China’s Tencent Holdings plans to sell all or bulk of its $24 billion stake in food delivery firm Meituan to placate domestic regulators and monetise an eight-year-old investment, four sources with knowledge of the matter told Reuters.
Tencent, which owns 17% of Meituan, has been engaging with financial advisers in recent months to work out how to execute a potentially large sale of its Meituan stake, said three of the sources.
Technology giant Tencent, the owner of China’s No. 1 messaging app WeChat, first invested in Meituan’s rival Dianping in 2014, which then merged with Meituan a year later to form the current company.
Based on Meituan’s market capitalisation as of Monday, Tencent’s 17% stake is worth $24.3 billion.
Tencent is seeking to kick off the sale within this year if market conditions are favourable, said two of the sources.
The planned sale comes against the backdrop of a sweeping regulatory crackdown in China since late 2020 on technology heavyweights that took aim at their empire building via stake acquisitions and domestic concentration of market power.
The regulatory crackdown came after years of a laissez-faire approach that drove growth and dealmaking at breakneck speed.
Tencent has been reducing holdings partly to appease the Chinese regulators and partly to book hefty profits on those bets, said three of the sources. The value of its shareholdings in listed companies excluding its subsidiaries dropped to just $89 billion as of end-March from $201 billion in the same period last year, according to its quarterly reports.

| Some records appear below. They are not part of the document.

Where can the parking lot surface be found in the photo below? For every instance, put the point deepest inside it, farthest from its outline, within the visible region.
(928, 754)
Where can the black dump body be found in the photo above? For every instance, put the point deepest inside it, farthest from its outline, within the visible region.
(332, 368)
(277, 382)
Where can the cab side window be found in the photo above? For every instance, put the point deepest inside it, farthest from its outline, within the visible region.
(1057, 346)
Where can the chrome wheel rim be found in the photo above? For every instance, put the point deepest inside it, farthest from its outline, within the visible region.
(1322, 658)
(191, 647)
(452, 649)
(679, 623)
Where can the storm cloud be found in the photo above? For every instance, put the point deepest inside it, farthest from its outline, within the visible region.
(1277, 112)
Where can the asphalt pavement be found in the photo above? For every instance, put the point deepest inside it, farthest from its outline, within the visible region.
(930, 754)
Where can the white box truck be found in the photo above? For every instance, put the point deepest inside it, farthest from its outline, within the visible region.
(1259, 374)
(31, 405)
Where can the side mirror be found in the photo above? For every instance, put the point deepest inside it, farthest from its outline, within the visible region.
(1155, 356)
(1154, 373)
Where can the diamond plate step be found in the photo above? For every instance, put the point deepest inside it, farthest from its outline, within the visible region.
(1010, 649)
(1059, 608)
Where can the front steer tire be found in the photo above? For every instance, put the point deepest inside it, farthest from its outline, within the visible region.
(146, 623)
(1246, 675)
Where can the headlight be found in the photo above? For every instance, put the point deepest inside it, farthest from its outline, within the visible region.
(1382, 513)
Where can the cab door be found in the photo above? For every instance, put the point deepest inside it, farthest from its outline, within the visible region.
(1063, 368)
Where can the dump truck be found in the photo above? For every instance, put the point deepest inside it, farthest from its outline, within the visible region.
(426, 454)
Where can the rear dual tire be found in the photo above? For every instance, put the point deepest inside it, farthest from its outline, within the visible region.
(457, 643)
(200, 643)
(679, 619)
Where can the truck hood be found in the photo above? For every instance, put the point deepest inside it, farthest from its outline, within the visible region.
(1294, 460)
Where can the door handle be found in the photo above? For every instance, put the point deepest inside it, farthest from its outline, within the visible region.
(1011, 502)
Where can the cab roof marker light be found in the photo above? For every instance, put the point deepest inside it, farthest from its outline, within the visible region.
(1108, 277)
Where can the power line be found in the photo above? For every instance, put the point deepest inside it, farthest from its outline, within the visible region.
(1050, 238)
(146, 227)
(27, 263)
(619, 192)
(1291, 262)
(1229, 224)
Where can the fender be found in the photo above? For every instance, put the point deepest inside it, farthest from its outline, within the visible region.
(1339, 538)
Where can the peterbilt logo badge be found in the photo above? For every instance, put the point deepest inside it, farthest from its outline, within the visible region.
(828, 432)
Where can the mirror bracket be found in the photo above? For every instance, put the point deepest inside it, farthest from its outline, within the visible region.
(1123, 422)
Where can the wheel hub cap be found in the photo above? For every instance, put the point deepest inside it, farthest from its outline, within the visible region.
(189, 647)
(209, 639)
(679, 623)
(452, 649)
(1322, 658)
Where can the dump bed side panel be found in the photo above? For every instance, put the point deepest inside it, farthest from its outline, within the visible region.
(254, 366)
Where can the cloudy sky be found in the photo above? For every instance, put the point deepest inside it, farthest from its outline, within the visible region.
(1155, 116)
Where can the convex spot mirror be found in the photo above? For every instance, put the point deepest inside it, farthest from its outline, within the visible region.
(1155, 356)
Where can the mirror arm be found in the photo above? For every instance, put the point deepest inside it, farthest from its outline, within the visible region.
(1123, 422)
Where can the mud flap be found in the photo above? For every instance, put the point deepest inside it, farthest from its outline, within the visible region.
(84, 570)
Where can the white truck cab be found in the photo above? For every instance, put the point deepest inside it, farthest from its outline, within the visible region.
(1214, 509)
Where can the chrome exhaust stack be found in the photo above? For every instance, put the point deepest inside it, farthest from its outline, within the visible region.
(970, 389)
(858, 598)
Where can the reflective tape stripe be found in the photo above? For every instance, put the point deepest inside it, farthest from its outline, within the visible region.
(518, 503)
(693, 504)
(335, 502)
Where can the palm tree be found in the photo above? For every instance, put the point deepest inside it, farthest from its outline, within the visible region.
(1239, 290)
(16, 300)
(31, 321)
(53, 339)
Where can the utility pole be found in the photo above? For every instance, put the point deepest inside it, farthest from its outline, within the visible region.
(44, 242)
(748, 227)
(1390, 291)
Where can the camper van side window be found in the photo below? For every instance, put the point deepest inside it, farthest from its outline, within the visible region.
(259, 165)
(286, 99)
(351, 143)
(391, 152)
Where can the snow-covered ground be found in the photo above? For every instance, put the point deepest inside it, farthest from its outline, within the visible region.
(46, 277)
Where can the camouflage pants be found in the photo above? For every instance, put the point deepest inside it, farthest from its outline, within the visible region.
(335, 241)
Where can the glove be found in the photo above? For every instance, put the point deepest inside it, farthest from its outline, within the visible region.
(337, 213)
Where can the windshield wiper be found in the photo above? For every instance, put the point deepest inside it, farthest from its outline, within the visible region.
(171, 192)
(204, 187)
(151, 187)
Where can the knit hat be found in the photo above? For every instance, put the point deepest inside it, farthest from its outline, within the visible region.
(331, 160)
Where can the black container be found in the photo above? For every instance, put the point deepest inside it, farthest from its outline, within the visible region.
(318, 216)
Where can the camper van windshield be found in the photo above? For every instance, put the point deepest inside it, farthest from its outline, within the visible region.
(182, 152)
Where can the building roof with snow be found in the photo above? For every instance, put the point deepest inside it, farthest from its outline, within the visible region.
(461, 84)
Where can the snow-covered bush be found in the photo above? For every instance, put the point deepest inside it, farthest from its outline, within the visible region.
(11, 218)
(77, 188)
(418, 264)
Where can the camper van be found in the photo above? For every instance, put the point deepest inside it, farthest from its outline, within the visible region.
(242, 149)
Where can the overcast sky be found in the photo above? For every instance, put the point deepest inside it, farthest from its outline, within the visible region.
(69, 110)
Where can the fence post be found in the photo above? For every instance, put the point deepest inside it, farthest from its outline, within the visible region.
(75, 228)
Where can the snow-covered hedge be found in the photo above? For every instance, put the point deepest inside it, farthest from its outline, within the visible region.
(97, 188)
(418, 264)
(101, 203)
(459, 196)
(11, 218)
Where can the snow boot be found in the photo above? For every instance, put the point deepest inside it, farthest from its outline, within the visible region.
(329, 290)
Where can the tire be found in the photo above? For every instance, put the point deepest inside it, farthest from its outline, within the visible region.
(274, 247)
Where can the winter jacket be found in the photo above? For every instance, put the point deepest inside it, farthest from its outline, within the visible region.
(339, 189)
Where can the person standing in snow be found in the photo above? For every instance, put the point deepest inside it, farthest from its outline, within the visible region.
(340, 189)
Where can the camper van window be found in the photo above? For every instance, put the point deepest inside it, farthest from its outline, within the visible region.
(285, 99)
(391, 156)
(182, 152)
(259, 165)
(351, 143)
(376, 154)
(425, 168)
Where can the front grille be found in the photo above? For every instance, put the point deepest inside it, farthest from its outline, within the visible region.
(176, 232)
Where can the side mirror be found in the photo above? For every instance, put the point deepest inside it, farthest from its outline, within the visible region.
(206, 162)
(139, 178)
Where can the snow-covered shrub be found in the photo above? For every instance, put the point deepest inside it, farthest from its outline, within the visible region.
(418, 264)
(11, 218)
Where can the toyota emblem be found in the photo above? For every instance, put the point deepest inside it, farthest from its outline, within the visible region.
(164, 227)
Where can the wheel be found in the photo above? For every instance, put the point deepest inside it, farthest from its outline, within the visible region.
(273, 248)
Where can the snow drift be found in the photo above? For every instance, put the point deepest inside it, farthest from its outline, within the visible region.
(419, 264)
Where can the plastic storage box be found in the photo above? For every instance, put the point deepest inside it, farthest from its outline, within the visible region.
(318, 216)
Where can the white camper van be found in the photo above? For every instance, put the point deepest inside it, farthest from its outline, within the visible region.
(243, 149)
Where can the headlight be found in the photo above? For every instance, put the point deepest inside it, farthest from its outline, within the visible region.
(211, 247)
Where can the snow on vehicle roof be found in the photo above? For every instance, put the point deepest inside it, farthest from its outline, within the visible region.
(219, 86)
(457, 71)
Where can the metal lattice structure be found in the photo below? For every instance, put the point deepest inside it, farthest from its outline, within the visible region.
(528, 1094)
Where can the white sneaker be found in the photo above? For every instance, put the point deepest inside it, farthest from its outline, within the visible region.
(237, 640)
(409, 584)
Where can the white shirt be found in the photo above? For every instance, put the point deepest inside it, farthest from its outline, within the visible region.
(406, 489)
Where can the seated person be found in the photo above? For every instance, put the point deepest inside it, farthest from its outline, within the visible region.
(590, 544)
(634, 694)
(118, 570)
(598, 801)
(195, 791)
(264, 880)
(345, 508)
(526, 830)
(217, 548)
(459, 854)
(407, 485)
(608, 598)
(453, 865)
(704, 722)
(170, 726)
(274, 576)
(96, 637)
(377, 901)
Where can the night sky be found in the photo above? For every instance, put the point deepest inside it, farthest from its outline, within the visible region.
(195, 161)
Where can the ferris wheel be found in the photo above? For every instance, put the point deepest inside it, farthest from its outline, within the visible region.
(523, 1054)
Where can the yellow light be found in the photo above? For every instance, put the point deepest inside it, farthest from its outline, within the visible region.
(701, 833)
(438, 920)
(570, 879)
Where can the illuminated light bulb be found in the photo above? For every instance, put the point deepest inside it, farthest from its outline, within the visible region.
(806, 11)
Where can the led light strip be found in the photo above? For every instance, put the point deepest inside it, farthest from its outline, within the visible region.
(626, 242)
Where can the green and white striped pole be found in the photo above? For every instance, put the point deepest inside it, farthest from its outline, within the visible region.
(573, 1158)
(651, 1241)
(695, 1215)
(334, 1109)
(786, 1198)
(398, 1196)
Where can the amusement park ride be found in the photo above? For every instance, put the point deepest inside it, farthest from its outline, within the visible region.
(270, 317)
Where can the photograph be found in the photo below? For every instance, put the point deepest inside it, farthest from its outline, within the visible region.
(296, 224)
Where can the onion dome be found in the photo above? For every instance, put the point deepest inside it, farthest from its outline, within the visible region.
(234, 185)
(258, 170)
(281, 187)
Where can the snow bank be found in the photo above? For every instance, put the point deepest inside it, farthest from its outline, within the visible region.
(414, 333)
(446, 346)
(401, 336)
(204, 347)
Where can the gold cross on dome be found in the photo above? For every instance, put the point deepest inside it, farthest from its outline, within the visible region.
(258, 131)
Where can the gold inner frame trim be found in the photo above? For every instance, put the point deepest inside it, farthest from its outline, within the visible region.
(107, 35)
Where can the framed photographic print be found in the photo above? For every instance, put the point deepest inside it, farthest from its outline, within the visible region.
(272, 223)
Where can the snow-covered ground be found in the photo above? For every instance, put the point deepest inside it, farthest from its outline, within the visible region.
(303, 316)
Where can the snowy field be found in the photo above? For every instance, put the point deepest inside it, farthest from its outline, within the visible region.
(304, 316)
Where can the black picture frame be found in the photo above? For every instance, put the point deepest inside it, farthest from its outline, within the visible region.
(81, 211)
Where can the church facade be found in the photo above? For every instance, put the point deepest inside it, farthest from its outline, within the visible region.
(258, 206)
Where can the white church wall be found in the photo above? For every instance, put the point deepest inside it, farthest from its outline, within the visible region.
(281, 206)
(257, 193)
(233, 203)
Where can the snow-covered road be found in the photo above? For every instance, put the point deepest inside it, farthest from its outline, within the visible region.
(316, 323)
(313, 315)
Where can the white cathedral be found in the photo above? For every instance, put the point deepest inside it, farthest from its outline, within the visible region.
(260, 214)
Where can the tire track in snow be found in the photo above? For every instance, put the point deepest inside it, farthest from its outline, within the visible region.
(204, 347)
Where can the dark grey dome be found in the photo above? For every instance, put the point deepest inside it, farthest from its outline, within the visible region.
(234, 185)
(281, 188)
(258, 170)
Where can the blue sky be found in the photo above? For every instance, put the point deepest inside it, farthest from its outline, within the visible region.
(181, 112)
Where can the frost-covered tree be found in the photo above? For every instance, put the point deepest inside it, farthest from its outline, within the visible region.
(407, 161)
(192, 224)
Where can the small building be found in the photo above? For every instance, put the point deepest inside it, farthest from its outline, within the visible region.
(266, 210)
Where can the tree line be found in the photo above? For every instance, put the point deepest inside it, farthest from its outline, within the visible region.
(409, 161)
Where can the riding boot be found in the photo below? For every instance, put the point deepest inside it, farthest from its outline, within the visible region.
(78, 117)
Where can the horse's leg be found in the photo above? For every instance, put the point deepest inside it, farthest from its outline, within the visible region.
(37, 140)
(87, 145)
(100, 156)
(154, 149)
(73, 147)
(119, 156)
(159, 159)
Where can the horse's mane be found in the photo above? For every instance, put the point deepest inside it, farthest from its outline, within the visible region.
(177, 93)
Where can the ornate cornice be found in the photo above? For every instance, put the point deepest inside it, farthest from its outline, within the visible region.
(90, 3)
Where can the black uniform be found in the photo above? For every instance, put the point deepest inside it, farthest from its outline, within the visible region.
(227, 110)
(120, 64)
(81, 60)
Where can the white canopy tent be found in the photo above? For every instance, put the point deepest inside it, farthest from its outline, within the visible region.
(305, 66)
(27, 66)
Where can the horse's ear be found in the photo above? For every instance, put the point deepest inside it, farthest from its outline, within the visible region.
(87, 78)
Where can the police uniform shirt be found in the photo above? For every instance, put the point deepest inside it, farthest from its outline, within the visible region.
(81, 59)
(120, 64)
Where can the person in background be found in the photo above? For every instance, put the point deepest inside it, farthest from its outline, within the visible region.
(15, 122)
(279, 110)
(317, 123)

“The regulators are apparently not happy that tech giants like Tencent have invested in and even become a big backer of various tech firms that run businesses closely related to people’s livelihoods in the country,” said one of the sources.
Tencent declined to comment. Meituan did not respond to a request for comment.
All the sources declined to be named due to confidentiality constraints.
Tencent announced in December the divestment of around 86% of its stake in JD.com Inc, worth $16.4 billion, weakening its ties to China’s second-biggest ecommerce firm.
One month later, it raised $3 billion by selling a 2.6% stake in Singapore-based gaming and ecommerce company SEA Ltd , which was seen as a move to monetise its investment while adjusting its business strategy.
Tencent has not pinned the sale of JD.com and SEA stakes on the regulatory crackdown.
The potential sale of the Meituan holding will likely be executed via a block trade in the public market which typically takes a day or two from marketing to completion, according to two of the sources.
It would be a fast and smooth way for Tencent to offload the shares, they added, compared to transferring them as dividends or negotiating with a private buyer.